The builder said to Kaimu: “I have heard your monks speak of themselves as ‘software engineers.’ As a true engineer I find such talk absurd...

“In my profession we analyze all aspects of our task before the first plank is cut. When our blueprints are done I can tell you exactly how much lumber we will need, how many nails and how much rope, how much weight the bridge will bear, and the very day it will be completed...

“Your monks do no such things. They churn out code before your customer has finished describing what is desired. They improvise, reconsider, redesign, and rewrite a half-dozen times before delivery, and what they produce invariably crashes or proves vulnerable to attack. If I were to work in such a fashion, no one would dare set foot upon this bridge!”

Kaimu bowed and said: “There is much our monks could learn from you.”

The master then called out to three senior monks, to attend the example of the bridge builder, and to hear of the discipline of a true engineer.

- - -

After the builder had repeated his argument, the first monk asked: “When a bridge is half-finished and the client then commands it to be twice as wide and two miles downstream, how is this accomplished?”

The builder said: “We simply do not allow such unreasonable changes.”

The second monk asked: “When you learn upon completion that your industry has moved from wood to stone and is now only training masons, how do you refashion the many structures in your care?”

The builder said: “We simply do not perform such unnecessary maintenance.”

The third monk asked: “When the force of gravity suddenly changes direction, or the gods decree that wood shall become dust and rope shall weigh as much as lead, how do you keep travellers from plunging into the abyss?”

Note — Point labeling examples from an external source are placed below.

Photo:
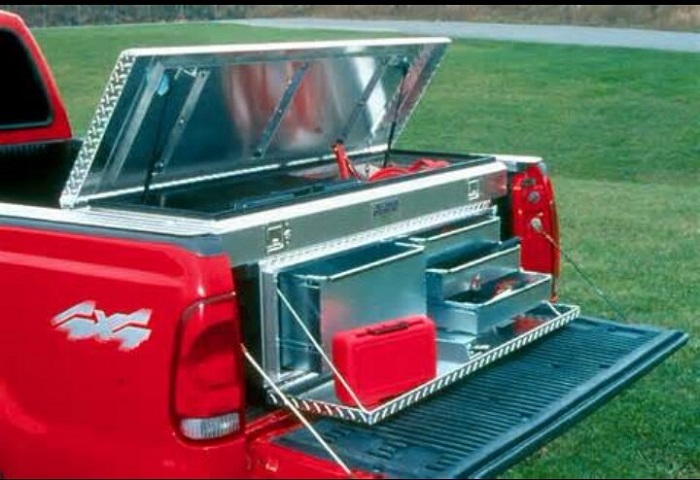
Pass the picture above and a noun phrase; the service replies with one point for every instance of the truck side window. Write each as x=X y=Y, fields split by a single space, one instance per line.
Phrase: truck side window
x=23 y=98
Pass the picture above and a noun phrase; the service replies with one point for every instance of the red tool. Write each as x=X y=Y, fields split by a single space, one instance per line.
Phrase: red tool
x=385 y=360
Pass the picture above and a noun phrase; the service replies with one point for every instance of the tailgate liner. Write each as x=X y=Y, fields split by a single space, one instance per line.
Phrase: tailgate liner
x=487 y=424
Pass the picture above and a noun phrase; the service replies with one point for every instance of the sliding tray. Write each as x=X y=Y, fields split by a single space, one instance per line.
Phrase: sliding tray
x=321 y=400
x=478 y=311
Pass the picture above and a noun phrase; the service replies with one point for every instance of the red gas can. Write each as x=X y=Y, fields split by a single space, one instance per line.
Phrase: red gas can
x=385 y=360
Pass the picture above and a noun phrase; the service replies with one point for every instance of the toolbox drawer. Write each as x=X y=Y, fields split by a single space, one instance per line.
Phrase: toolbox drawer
x=444 y=240
x=477 y=266
x=362 y=287
x=477 y=311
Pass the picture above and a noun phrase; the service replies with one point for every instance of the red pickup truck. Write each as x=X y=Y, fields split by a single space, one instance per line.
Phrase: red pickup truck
x=235 y=275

The builder said: “We simply do not plan for such absurd possibilities.”

Kaimu thanked the bridge builder, gathered the monks, and crossed the bridge with them.

- - -

When they had reached the other side, Kaimu asked the first monk: “What have you learned from the bridge-builder?”

The first monk said: “The determination of a true engineer is an enviable thing. But if we were to work in such an inflexible fashion, the Emperor would surely drown us in our own Waterfalls.”

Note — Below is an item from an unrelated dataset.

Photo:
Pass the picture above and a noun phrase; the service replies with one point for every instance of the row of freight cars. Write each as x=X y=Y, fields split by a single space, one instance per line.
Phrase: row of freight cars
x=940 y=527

Kaimu asked the second monk: “What have you learned from the bridge-builder?”

The second monk said: “The frugality of a true engineer is an enviable thing. But if we were to cling so hard to yesterday’s technology, the Web would not exist for another thousand years.”

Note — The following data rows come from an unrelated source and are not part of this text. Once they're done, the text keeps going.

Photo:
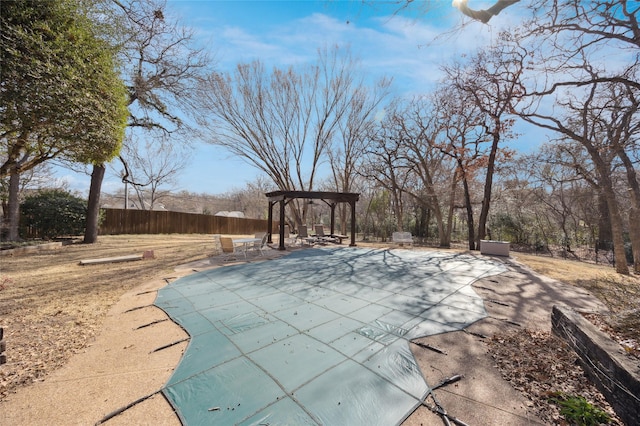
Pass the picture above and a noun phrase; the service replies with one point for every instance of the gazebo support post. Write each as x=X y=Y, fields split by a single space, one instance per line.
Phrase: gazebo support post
x=281 y=243
x=284 y=197
x=353 y=223
x=270 y=223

Kaimu asked the third monk: “What have you learned from the bridge-builder?”

The third monk said: “The predictability of a true engineer’s world is an enviable thing. But ours is a world always in flux, where the laws of physics change weekly. If we did not quickly adapt to the unforeseen, the only forseeable event would be our own destruction.”

The first monk asked: “Master... what has the bridge-builder learned from us?”

Said Kaimu: “Nothing yet. But when I touch a lit candle to the oil I sprinkled from my lantern during our crossing, he will learn the reason to plan for the absurd, the virtue of rebuilding in stone, and the wisdom of not insulting your customers.”